(Ciclo A – 2026)
Con el Miércoles
de Cenizas la Iglesia inicia un camino espiritual que culmina con la
Resurrección del Señor, pasando por su Pasión y Muerte en Cruz. Precisamente,
porque se trata de un hecho espiritual, sobrenatural, celestial y no un simple
recordatorio piadoso de la memoria, es que debemos profundizar en el aspecto
espiritual y místico del significado del Miércoles de Cenizas, con el cual se
inicia el tiempo litúrgico de la Cuaresma.
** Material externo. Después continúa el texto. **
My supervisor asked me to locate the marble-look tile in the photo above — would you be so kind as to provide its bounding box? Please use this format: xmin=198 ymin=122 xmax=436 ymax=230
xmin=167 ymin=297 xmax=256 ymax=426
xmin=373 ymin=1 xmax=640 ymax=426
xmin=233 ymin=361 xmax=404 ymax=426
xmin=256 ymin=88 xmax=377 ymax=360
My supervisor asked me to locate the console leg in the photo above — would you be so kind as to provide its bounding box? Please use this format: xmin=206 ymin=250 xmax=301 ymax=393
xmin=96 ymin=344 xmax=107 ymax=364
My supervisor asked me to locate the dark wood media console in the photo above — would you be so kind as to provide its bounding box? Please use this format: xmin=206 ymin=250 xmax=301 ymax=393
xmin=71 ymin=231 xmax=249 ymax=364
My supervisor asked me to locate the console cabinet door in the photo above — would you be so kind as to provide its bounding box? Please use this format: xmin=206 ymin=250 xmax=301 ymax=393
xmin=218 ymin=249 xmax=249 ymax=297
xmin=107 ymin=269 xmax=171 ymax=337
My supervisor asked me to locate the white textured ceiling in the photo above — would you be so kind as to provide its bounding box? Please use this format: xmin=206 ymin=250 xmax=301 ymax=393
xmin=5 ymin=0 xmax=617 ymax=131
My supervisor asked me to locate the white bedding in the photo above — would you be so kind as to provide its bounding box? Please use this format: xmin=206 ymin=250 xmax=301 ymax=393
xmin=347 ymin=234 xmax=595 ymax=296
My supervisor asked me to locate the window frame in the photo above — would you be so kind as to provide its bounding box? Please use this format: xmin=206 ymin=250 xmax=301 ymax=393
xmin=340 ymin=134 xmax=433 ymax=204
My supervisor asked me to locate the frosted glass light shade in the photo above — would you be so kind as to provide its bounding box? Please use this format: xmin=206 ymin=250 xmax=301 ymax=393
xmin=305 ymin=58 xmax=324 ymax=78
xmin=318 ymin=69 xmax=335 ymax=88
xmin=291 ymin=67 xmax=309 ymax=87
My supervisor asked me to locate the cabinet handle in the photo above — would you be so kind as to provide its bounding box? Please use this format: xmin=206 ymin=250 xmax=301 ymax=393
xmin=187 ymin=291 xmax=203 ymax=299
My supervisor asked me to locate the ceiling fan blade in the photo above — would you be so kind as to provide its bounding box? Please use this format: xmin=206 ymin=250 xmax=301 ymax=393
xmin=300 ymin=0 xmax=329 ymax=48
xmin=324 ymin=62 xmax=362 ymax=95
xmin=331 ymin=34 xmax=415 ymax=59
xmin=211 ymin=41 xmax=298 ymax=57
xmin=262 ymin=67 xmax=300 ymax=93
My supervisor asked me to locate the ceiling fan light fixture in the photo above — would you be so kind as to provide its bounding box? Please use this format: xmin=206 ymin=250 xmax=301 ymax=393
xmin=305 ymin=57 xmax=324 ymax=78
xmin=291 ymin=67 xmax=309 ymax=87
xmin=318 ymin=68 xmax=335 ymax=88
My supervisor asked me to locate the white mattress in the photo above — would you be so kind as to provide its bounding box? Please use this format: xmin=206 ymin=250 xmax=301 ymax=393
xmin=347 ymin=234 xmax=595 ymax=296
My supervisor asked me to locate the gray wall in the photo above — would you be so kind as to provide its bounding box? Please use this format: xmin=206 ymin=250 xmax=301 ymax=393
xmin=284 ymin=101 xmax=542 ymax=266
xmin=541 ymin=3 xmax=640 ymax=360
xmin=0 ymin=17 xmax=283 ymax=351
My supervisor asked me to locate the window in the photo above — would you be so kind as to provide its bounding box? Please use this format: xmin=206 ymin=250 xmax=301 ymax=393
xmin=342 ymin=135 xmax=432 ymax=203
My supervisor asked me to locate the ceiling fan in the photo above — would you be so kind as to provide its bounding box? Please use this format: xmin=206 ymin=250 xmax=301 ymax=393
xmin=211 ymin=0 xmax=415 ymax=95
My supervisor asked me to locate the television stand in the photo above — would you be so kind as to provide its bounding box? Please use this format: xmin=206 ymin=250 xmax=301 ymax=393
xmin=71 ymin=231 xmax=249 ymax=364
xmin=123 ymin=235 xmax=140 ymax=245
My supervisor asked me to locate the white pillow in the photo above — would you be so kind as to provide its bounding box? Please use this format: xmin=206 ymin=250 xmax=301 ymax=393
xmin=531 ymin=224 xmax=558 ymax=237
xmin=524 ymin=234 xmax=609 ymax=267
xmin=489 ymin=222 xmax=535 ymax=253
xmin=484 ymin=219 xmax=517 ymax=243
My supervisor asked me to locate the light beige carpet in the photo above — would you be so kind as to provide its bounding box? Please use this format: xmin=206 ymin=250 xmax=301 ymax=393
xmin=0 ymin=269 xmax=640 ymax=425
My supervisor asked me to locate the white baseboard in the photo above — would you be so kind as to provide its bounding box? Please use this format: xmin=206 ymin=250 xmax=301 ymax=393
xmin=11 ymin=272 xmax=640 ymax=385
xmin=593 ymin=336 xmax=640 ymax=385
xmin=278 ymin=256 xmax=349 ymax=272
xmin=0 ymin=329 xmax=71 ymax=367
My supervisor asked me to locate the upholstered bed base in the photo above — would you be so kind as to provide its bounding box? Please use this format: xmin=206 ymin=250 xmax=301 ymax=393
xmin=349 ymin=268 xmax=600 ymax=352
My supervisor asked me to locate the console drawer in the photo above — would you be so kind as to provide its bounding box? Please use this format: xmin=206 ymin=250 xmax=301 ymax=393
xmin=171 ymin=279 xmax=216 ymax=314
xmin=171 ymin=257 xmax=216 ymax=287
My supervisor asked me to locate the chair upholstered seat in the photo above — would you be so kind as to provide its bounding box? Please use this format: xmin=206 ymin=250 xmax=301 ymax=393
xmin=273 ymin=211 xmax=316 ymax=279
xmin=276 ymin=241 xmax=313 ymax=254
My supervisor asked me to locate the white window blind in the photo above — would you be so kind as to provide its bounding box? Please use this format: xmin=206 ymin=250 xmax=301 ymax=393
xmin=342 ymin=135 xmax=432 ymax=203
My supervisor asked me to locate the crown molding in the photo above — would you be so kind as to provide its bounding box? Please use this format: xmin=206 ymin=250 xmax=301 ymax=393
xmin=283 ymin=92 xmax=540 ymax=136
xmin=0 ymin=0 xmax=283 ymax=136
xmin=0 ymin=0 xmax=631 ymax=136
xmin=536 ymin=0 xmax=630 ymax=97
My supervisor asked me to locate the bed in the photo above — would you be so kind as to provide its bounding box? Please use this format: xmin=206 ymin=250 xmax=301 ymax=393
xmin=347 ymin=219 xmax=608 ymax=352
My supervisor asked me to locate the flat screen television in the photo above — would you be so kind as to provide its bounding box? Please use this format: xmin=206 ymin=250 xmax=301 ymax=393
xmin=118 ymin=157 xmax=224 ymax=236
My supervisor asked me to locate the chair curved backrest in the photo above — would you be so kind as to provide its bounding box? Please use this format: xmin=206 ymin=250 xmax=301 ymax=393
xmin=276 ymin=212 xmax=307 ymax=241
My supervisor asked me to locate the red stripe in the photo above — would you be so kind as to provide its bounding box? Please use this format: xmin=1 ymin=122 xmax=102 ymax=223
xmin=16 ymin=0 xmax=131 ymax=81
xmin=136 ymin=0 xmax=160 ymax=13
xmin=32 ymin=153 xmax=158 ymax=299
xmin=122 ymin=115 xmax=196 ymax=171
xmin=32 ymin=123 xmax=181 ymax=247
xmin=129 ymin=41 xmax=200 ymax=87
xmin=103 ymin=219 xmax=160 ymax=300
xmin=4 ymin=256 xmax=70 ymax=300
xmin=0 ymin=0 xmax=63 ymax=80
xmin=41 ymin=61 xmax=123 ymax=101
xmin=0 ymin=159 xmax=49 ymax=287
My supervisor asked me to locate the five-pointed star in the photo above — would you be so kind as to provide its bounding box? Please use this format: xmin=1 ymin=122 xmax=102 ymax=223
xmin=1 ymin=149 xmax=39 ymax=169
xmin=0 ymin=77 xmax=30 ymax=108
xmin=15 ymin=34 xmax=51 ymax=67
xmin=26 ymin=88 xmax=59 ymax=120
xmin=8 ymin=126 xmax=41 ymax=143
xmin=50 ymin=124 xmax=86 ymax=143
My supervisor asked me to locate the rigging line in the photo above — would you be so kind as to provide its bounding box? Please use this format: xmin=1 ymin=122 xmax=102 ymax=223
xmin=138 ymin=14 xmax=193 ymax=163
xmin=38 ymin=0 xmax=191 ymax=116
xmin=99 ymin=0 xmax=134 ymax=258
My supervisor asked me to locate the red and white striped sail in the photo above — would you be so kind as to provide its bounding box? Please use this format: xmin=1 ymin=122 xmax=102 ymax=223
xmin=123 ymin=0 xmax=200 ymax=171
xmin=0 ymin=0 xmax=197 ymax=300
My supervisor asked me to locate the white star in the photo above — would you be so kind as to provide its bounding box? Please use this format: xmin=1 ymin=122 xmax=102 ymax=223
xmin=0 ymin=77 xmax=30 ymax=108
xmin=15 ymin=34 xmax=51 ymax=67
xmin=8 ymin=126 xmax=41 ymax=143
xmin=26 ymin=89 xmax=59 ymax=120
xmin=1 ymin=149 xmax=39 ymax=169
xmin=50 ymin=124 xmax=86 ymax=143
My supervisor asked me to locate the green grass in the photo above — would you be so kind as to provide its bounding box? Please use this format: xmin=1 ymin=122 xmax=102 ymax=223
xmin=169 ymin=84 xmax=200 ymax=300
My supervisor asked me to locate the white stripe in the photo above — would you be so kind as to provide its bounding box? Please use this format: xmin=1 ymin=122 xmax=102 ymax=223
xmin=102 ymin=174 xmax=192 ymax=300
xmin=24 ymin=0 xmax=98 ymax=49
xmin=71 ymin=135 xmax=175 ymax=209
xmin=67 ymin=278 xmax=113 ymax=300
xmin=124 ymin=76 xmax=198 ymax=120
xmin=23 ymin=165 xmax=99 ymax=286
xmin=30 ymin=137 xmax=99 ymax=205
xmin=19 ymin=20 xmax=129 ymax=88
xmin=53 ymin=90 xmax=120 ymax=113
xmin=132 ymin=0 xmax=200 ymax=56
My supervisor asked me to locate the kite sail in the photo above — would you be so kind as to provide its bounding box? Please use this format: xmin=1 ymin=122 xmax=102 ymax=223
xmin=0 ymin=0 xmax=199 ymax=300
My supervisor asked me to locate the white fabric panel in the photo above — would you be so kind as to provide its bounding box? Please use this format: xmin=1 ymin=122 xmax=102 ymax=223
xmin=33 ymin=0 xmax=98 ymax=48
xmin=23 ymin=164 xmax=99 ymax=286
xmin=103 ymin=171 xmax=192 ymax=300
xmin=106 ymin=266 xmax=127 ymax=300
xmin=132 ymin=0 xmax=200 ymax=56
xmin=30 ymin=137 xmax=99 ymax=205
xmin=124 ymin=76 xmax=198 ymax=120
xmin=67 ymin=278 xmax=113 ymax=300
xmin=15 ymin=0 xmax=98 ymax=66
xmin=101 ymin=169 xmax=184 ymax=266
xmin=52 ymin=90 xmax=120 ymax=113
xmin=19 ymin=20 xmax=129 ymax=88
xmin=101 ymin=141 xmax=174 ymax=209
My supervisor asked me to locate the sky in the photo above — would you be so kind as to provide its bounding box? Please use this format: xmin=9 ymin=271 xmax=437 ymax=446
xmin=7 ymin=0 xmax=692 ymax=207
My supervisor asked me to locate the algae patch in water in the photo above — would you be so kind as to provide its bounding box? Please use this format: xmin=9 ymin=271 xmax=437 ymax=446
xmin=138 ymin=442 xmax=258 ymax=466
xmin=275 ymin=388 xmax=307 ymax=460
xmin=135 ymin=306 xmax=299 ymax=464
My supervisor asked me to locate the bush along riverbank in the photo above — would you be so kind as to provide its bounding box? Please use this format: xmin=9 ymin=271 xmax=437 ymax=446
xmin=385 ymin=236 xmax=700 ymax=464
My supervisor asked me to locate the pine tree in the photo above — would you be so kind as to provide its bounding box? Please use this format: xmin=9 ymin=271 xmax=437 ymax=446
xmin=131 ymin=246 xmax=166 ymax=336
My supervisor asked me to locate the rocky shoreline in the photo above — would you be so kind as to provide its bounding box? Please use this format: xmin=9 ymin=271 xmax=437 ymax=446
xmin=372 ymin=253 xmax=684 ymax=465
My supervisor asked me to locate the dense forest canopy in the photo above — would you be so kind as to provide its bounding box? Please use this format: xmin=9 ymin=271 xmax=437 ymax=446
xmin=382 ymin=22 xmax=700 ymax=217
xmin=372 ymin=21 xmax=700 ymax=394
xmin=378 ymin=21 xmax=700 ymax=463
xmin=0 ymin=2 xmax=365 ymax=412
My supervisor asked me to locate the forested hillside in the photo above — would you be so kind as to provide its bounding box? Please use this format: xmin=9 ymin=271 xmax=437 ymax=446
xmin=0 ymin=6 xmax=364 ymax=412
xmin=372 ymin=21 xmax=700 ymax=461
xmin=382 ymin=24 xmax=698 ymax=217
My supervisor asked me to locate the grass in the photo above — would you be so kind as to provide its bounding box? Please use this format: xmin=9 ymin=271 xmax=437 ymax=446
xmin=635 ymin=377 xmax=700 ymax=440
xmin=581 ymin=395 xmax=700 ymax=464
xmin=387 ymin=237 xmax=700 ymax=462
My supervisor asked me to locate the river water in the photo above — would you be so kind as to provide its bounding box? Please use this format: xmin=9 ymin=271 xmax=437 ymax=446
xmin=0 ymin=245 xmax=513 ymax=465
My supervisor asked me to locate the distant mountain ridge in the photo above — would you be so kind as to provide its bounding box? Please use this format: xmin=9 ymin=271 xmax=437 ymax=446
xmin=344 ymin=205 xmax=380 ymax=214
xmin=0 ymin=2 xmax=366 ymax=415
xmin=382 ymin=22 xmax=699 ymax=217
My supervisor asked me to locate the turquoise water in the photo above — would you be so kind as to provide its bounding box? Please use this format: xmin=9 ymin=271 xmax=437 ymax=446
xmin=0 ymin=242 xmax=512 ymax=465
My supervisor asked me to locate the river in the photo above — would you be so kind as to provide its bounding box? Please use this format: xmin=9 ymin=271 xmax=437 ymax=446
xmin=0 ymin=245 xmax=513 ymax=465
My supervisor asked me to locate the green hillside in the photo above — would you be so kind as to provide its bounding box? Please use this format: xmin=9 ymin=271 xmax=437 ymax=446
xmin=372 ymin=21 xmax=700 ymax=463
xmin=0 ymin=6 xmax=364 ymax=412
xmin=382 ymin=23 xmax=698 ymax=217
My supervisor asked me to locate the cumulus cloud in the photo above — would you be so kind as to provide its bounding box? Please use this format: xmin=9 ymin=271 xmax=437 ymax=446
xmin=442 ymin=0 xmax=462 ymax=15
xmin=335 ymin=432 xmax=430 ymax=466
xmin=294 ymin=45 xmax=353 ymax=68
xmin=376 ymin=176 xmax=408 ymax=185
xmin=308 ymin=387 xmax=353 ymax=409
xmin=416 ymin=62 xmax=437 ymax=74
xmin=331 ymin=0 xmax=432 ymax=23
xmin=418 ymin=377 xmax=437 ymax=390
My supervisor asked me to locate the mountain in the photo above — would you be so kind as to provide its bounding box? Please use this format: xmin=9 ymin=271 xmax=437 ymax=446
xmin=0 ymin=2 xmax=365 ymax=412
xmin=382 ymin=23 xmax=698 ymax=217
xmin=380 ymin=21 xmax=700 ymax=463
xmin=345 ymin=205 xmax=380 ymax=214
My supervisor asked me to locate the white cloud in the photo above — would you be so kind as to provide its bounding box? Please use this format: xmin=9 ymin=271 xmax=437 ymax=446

Como dijimos, tenemos que tener presente que a pesar de ser
un hecho que evoca el pasado, no se trata de un simple recuerdo piadoso de la
memoria, ni personal ni colectivamente; tampoco la participación del católico
se reduce a recibir exteriormente la imposición de las cenizas ni mucho menos a
abstenerse de comer carne los viernes. La Cuaresma, que inicia el Miércoles de
Cenizas, es algo infinitamente más profundo, más grandioso, más sobrenatural
que esto. En la Cuaresma los católicos, que conforman la Iglesia Militante,
participan misteriosamente del ayuno, la oración, la penitencia y la lucha
contra el mal de Nuestro Señor Jesucristo llevados a cabo en el desierto hace
veintiún siglos. Es decir, así como el Espíritu Santo llevó al Señor Jesús al
desierto para que hiciera oración y ayuno, para que resistiera la tentación y
venciera al mal con la Palabra de Dios, así el católico, en forma personal y
como Cuerpo Místico de Jesús, es llevado misteriosamente, al comenzar el tiempo
de Cuaresma, al mismo desierto, viajando en el tiempo y en el espacio, para
hacer compañía y participar del ayuno, la oración y la penitencia de Nuestro
Señor Jesucristo.
En otras palabras, por un prodigio del Espíritu Santo, a
veintiún siglos de distancia, la Iglesia participa e ingresa místicamente junto
con Nuestro Señor en el desierto y lo acompaña en sus cuarenta días de oración,
ayuno y penitencia. La Cabeza de la Iglesia, Cristo, ingresó en el desierto
hace veintiún siglos; por obra del Espíritu Santo y en el tiempo litúrgico de
la Cuaresma, que inicia el Miércoles de Cenizas, el Cuerpo Místico de Jesús, la
Iglesia, ingresa espiritual y místicamente en el desierto para ayunar, orar y
hacer penitencia con Él, en su lucha contra el mal personificado, Satanás y
contra las pasiones y aquí está la diferencia: la Cabeza que es Cristo no debe
expiar por Sí mismo ningún pecado, ya que Él es Dios Santo, Puro e Inmaculado,
en cambio nosotros, los miembros de la Iglesia, sí debemos expiar por nuestros
pecados y por los de nuestros hermanos, porque somos pecadores.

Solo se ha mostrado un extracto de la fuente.